New Delhi : The grey skies overhead seemed to mirror the fear and trepidation of students Tuesday as they went from college to college checking to see if they had qualified for admission following Delhi University's first "cut off" list that is a few percent higher than last year's.
With colleges, especially top ones like Shri Ram College of Commerce (SRCC), Hindu and Ramjas in the main campus, raising their cut off marks for commerce and economics courses, the student lot seemed prepared to face rejection. But most students had back-up plans to fall back on.
In SRCC, the minimum marks for admission into B.Com (honours) course was a whopping 94.75 percent for commerce students and a still higher 96 percent for non-commerce students.
Many students were disappointed that they couldn't qualify for B.Com (honours) in SRCC in spite of scoring 90 percent, but had taken the precaution of applying in other colleges for the same course.
"I really wanted to study commerce in SRCC. My father is an alumni of this college and he wanted me to study there as well. But I missed it by a whisker," said Neha Sethi, who had scored 94 percent.
"The cut off is 94.75. But I am glad I have got through Kirori Mal College (KMC) where the cut off is 94. So I am happy," she said.
Giving the skyrocketing commerce cut offs good competition is the equally sought-after economics course. In SRCC, it has gone up by 0.5 percent from last year.
In Hindu, a student needs an aggregate of 92 to 96 percent (for non economics students) to qualify for an honours course in the subject. Hansraj is demanding 93 to 94 percent, Lady Shri Ram (LSR) 93.75 percent and Miranda House 91 to 94 percent depending on which stream the student has passed his Class 12 exam in.
If commerce and economics are giving students worry lines, so is psychology honours. Indraprastha College has increased its cut off by one percent to 89.5-90.5 percent while Daulat Ram College has hiked it by 5 percent to 88.5.

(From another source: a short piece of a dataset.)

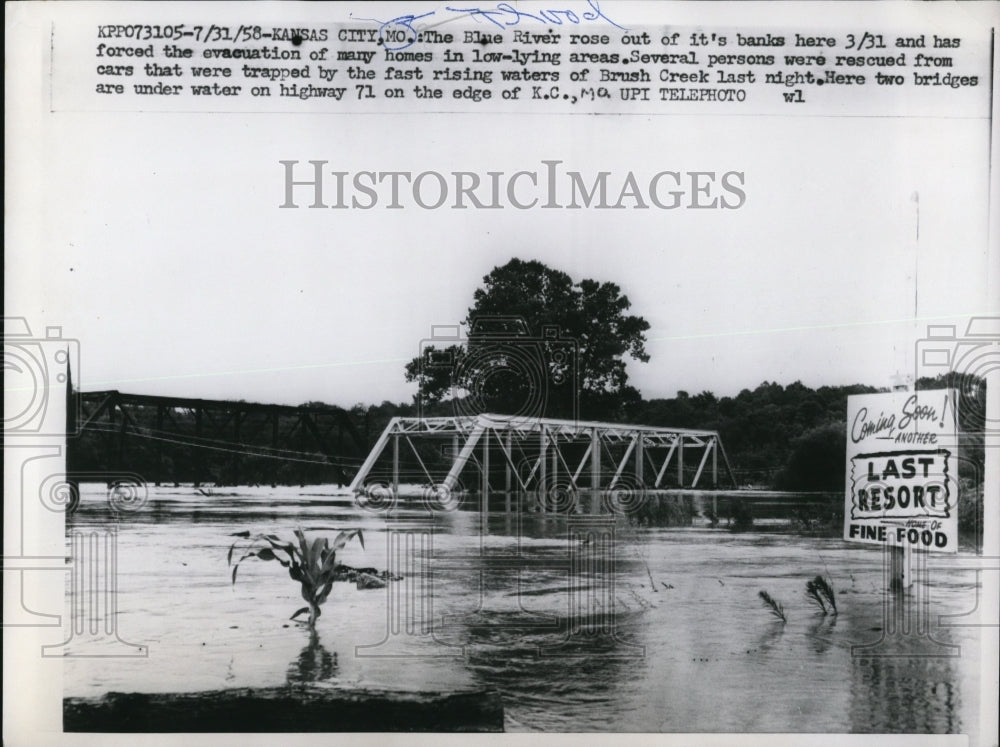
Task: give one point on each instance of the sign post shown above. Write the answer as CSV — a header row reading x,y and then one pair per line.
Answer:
x,y
902,474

Shruti Seth, who scored 86 percent in her Class 12, is disappointed because she hasn't qualified for psychology honours at LSR. "LSR has kept the cut off for psychology at 92.75 percent. So I don't qualify for it," she said.
She, however, like many others has had applied for more than one course in more than one college.
"I had applied for sociology and political science in different colleges as well. And I have qualified for sociology in Sri Venkateswara College. So I think I will go for it."
Although a slight dip in the cut offs is expected in the second list, which the colleges will put up June 30, most students are in no mood to take any chances and are going ahead with the admissions that start Wednesday.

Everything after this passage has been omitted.